When my sister got married in 2013, she made her bridal bouquets out of tiny, tightly wrapped burlap and crepe paper roses. I thought they were the coolest thing ever, and that's really what inspired me to do paper flowers for my own wedding. As soon as I got engaged (ok, maybe a little before then, lets be honest) I started going a little crazy on Pinterest, pinning my favorite real and paper bouquets for inspiration. In my searching, I discovered liagriffith.com, a blog with literally every template, printable and tutorial you can imagine (actually makes this blog post sort of pointless, but people keep asking me how I do it, so I'll keep going!) I started out using her templates and after some practice, made some tweaks and adjusted the pattern to make two sizes of roses. It used to take me 20 minutes to put together one rose; now I can do 10-12 an hour (depending on how intense the episode of SVU is that's playing in the background). Practice, practice, practice. I'd never have been able to incorporate this into my business making 1 rose every 20 minutes, and I certainly wouldn't have outfitted my whole wedding, all the while staying sane enough to keep my groom :).
1. Collect Your Materials
- The petals are cut from text-weight 8 1/2 x 11 paper in whatever color I want, from Paper Source. The paper is very important. It needs to be light enough to curl beautifully, but heavy enough to be nice and sturdy once the bouquet is assembled. Paper Source also has awesome colors.
- The bamboo skewer is found at most grocery stores, and is very inexpensive. I buy mine at the most expensive grocery store in St Louis (it's right next to our favorite butcher counter, and I just grab them while I'm waiting), and a pack of 100 is still under $3. They come in many sizes, so the length you want just depends on how you're going to use the roses. For bridal bouquets and the arrangement in this post, I used 6 inch skewers. These skewers were something I added to the whole flower making process. Most tutorials instruct you to use floral wire, but I find that not only difficult to work with, but also very flimsy in the final bouquet. My bouquets are rock solid (you'll thank me on your wedding day when you don't have to adjust wires all day!).
- The bone folder is made from bone and polished smooth. I have three different "bone" folders -- a plastic one that came with my Martha Stewart score board which I hardly ever use, a teflon-coated one that's great for scoring my Passport wedding invitations, and this genuine bone folder I use for petal curling. The genuine bone folder is by far the best one for flower making, and you will find all kinds of other uses for it.

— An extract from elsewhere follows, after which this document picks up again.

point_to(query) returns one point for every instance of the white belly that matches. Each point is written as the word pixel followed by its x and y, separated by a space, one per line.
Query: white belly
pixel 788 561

- The glue gun is a standard high-heat glue gun you can buy at any craft store. I recommend high-heat (even though you need to be careful and have tough fingers) because the low heat glue dries too fast for this process.
2. Prep the Petals.
Once the petals are cut and ready to go, I curl each corner with the bone folder. I find it easiest to use the rounded end of the bone folder. Hold the inside of the petal and curl the paper away from you, like you're curling ribbon. I curl each corner so each petal makes a little triangle.
Once the petals are curled, I put together the center of the rose. Using the single petals, I apply a squiggle of hit glue and wrap them around skewer one by one, layering them on top of each other and allowing the curled edges to splay out. *Make sure you use the end of the skewer without the point!*
Now I glue the little tabs on the larger petals to themselves, creating little cones.
Once the cones are put together, I finish assembling the flower. I put a small dot of glue on the bottom of the petals already on the skewer and poke the pointy end of the skewer through the center of each set of petals.
I stack them one under the next, alternating the petals so there are no gaps, until all petals are assembled.
If you want a different look (or if you want to add dimension to a bouquet of these roses) you can switch up the way you glue the tabbed petals together. By just turning the petals upside down (so the petals curl in instead of out) you get a very different looking rose:
You can choose to just alternate one layer of petals like this, or all of them. For the one shown above, the center is done with petals curled out, the next three layers are curled in, and the final layer is curled out. This is also a great place to use another color for a layer or two. Play around a little with it! What's your favorite?
For this bouquet, I used a mix of large and small roses, some curled in and some curled out, and I incorporated a second color in just a few petals. I love how it turned out!